Certainly Star and Tsing Loh's points are valid. And Strauss and Howe's description of the Lost Generation, while interesting, is unrepresentative as well. Surely far more young people in the '20s spent their days in factories and farms than in speakeasies or dance floors.

Strauss and Howe's thesis is of greatest interest as it pertains to the portion of Americans pursuing political careers. They argue that Lost Generation political and literary leaders ultimately became the founders of America's conservative movement. The lives and political transformations of Max Eastman and John Dos Passos, for example, could well be duplicated as the Thirteeners age.

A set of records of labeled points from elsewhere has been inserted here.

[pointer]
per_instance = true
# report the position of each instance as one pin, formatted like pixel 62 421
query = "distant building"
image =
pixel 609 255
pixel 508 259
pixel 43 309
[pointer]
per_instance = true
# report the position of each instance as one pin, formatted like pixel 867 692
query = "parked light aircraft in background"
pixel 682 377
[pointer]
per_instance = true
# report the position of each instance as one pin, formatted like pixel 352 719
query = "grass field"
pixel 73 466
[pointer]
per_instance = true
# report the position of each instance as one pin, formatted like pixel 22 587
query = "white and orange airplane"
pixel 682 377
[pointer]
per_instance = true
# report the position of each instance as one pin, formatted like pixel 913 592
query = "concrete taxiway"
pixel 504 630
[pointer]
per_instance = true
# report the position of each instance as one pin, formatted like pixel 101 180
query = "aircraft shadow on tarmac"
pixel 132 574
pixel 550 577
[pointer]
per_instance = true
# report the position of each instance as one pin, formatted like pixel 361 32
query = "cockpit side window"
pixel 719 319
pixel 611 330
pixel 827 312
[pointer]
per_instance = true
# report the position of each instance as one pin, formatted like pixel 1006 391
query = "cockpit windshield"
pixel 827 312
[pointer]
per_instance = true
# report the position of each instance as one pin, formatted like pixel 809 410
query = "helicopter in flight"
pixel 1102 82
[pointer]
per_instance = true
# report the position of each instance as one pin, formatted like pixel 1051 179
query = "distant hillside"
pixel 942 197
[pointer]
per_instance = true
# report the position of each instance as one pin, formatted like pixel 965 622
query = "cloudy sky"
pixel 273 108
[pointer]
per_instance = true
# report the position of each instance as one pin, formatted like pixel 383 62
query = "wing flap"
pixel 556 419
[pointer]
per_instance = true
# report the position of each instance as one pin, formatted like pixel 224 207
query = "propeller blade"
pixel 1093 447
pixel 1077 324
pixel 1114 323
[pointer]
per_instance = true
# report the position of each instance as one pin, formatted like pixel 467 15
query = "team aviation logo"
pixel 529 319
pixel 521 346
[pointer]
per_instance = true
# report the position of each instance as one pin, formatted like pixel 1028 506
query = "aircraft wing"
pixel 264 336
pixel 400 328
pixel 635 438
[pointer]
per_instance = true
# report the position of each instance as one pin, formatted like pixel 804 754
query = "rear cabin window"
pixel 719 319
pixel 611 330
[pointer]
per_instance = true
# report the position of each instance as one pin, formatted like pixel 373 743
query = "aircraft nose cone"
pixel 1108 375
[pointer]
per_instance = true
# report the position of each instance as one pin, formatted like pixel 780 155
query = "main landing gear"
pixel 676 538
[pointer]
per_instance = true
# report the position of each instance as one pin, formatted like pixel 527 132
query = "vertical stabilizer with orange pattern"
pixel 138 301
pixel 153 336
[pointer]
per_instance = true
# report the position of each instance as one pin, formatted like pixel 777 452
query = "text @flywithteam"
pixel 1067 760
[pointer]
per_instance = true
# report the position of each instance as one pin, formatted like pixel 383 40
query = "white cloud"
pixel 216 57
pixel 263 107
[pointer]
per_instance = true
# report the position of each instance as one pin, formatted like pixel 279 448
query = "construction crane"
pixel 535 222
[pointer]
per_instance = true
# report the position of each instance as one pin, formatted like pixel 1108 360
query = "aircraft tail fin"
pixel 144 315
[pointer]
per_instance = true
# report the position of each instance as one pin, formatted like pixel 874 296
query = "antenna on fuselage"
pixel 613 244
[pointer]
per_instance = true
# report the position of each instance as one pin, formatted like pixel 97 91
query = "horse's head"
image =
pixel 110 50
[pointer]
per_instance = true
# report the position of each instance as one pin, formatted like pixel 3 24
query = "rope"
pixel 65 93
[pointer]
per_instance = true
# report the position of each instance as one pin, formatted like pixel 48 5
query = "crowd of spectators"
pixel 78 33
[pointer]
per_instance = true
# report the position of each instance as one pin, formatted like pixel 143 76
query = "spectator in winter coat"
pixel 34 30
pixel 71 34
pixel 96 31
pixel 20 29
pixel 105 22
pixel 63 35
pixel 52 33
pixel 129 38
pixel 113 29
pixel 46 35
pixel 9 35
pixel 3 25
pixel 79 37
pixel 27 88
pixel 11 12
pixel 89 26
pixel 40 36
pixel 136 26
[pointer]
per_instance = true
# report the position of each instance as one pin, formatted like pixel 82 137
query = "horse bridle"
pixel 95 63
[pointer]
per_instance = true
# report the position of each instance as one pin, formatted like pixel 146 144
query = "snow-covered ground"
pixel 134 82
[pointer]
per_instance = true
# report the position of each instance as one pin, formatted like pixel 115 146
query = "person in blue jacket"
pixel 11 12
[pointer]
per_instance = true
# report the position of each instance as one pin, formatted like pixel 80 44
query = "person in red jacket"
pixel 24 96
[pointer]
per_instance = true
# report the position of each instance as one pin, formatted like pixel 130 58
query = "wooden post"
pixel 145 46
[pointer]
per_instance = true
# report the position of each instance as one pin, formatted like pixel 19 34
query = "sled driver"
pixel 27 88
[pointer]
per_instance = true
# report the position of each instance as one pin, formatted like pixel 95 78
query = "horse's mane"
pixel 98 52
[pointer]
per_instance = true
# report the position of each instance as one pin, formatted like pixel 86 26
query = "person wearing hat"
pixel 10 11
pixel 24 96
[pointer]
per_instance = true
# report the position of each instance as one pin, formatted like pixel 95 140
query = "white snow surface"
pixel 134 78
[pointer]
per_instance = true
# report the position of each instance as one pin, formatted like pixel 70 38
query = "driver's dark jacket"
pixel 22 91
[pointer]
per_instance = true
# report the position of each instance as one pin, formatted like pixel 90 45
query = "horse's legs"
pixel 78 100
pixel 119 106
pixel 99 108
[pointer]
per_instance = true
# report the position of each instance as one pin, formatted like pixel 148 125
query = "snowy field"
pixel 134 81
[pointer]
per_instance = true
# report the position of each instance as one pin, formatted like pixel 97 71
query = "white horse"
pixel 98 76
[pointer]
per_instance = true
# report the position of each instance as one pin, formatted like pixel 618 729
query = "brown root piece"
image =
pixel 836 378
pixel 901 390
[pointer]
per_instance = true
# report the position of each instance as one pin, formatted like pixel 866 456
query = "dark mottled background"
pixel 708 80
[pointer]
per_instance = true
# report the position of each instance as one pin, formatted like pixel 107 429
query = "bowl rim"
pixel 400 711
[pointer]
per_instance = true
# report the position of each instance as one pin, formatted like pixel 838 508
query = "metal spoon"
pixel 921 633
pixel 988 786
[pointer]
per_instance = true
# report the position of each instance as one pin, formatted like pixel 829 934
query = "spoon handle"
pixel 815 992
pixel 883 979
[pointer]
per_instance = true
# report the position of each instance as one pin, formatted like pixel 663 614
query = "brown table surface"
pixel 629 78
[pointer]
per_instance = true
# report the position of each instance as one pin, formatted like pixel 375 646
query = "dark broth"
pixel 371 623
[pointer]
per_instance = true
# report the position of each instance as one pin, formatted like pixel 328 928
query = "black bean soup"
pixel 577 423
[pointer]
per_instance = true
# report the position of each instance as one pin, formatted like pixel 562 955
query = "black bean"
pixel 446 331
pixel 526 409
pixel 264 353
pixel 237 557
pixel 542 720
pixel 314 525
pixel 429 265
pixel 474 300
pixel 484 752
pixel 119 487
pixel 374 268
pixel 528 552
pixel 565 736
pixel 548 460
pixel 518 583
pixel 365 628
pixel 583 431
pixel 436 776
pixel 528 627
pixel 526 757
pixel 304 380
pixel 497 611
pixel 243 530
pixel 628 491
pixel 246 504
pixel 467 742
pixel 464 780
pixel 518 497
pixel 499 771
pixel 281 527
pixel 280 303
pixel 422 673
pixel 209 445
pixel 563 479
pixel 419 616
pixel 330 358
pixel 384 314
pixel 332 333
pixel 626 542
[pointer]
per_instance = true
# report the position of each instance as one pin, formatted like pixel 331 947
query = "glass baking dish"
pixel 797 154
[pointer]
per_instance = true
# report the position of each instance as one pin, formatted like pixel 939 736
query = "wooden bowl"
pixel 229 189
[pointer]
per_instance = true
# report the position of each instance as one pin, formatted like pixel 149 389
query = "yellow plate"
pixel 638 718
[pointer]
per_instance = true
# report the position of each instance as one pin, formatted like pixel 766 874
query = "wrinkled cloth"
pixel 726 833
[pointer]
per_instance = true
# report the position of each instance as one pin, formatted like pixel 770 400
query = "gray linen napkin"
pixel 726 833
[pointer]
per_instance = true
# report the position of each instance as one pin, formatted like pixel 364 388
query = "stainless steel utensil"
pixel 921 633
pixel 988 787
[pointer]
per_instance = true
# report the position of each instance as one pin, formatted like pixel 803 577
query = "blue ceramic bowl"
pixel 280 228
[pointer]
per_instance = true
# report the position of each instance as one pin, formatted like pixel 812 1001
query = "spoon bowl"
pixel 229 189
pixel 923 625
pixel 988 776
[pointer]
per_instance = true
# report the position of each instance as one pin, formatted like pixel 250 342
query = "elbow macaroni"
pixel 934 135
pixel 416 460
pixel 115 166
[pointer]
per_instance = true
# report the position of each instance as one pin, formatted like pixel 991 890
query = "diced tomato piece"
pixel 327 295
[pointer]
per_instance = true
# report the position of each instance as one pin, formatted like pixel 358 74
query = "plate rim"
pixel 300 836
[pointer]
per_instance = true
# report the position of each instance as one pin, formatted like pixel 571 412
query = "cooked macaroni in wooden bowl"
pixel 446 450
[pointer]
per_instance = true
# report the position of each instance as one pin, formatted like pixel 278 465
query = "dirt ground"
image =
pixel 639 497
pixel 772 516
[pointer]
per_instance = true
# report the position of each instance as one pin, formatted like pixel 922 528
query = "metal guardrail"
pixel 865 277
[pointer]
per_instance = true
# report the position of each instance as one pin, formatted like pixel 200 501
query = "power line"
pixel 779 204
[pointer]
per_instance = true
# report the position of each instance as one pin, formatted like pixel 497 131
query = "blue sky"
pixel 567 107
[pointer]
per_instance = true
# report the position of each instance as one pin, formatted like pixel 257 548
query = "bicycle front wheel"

In the December 28 National Review, Amy Lumet indirectly makes the same argument when she describes a group she calls "Baby Cons," young rightists fed up with the agonizing of politically correct liberals and guilt-ridden neoconservatives. These under-30 Baby Cons, says Lumet, are "the first generation to be raised by government as evil stepmother….What they see makes them mad. You'll hear it over and over: big intrusive government, big moral government, big parental government." In short, baby cons are libertarians, a word Lumet is curiously unwilling to use.

Certainly most of the younger people I see at Washington gatherings of rightists are libertarian, and certainly the influence of libertarians in the Republican party has risen to the extent that they have superseded fading, aging liberal Republicans. This change is in part due to a rising number of young people committed to free markets and opposed to government nannyism in the area of morals and culture.

If Strauss and Howe are right, these freedom-loving youngsters will ultimately retain many of their anti-statist values when they achieve political power between 2020 and 2030. I certainly hope this is true; at age 35, I am old enough to remember the '60s and young enough to rebel against that era's values. As Bill and Hillary Clinton prepare to impose neo-Progressive big government on America, I will give a hearty cheer whenever a member of the younger generation denounces the values of the boomers now in power.

Contributing Editor Martin Morse Wooster is a writer, editor, and researcher living in Silver Spring, Maryland.